Germany’s Onshore Wind Industry Slump Set to Drag into 2020

(Bloomberg) -- Germany’s onshore wind industry, once the nation’s flagship technology in the switch to clean power, will stay in the doldrums for a third year as project approvals sputter.

Europe’s biggest wind market will probably add just 1.4 to 1.8 gigawatts of new onshore capacity this year, the BWE wind and VDMA machine-maker lobby groups said on Tuesday. The forecast is slightly more what was added in 2019, a year marking the weakest expansion in two decades.

Germany’s Onshore Wind Industry Slump Set to Drag into 2020

The gloomy forecast underlines expectations that Chancellor Angela Merkel’s government won’t come up with a solution soon to counter a wave of local-level delays in wind project approvals. The setbacks pose a risk to Germany’s clean-energy targets and power security as coal plants and nuclear reactors close.
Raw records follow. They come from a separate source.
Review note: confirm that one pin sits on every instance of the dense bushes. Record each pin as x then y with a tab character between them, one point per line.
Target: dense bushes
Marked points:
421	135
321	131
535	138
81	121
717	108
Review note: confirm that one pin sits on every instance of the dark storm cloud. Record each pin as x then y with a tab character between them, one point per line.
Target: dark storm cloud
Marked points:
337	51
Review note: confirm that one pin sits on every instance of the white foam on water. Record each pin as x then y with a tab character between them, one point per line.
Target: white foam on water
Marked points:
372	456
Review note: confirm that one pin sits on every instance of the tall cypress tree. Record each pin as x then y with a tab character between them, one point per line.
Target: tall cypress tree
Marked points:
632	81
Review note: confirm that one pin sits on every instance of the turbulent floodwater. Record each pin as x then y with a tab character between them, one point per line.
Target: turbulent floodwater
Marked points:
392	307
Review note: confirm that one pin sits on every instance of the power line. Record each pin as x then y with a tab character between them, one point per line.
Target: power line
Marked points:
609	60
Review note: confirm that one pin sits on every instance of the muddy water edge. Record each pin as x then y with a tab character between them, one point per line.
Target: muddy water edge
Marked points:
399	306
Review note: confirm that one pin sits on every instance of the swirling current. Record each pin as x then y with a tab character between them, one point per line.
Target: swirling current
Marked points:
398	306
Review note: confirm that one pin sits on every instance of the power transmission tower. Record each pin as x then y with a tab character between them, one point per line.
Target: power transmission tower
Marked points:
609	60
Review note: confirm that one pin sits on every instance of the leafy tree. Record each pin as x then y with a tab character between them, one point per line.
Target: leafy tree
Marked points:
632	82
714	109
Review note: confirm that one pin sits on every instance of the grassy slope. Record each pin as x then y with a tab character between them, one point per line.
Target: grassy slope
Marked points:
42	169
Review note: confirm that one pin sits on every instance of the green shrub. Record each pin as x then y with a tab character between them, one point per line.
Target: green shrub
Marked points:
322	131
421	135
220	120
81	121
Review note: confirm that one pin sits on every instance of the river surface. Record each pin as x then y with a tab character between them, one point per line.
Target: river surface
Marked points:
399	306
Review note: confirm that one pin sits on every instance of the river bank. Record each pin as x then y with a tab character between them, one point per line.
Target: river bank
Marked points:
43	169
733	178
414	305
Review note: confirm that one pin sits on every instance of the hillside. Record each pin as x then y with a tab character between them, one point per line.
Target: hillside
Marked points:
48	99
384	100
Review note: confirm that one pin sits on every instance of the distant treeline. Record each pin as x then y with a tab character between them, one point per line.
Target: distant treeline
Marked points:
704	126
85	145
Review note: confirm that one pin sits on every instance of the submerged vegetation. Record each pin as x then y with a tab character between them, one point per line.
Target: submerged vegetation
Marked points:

As much as 10 gigawatts of capacity is wrapped up in projects that are in approval limbo, and the expected improvement in capacity growth this year shows only minor progress in unblocking delays, according to BWE.

The government has pledged to amend rules that support the legal challenges to new projects.

This year’s additional onshore capacity is still just a third of what Germany needs to achieve in annual growth to ensure the nation meets its 2030 clean power target of 65%, said the groups. Clean energy had a 43% share in the power mix last year.